Two weeks ago the hedge fund Engine
No. 1 allied with big asset managers, government pension funds and proxy
advisers ousted three Exxon Mobil board members in a climate proxy battle. Shareholders
also passed a resolution requiring Chevron to reduce its downstream emissions. The latter
is a de facto mandate to withdraw from oil and gas.
America’s big banks have red-lined U.S. coal companies and refused to finance
oil projects in ANWR, which the 2017 GOP tax reform opened up to development.
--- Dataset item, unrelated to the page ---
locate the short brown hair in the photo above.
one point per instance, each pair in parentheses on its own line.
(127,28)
Now the Biden Administration is trying to wall off the Arctic again as it
launches a regulatory assault on fossil fuels—from tighter emission rules to
endangered-species protections.
The anti-carbon left
says the U.S. must banish fossil fuels to meet the Paris goal of limiting
global warming to 1.5 degrees Celsius relative to pre-industrial temperatures.
This is incompatible with a worldwide population that is expected to grow by
two billion by 2050. It would require an enormous reorganization of the global
economy that would keep billions in poverty.
Electric vehicles would
have to make up 60% of worldwide car sales by 2030, according to a recent
International Energy Agency report. “You have 800 million people who do not
have access to electricity. You can’t say that they have to go to net zero
[carbon]. They have to develop,” Indian Minister of New and Renewable Energy
Raj Kumar Singh said in March.
***
Unless there is some
technology breakthrough, demand for fossil fuels will continue to grow for
decades. And Russia and China will take advantage of U.S. energy disarmament.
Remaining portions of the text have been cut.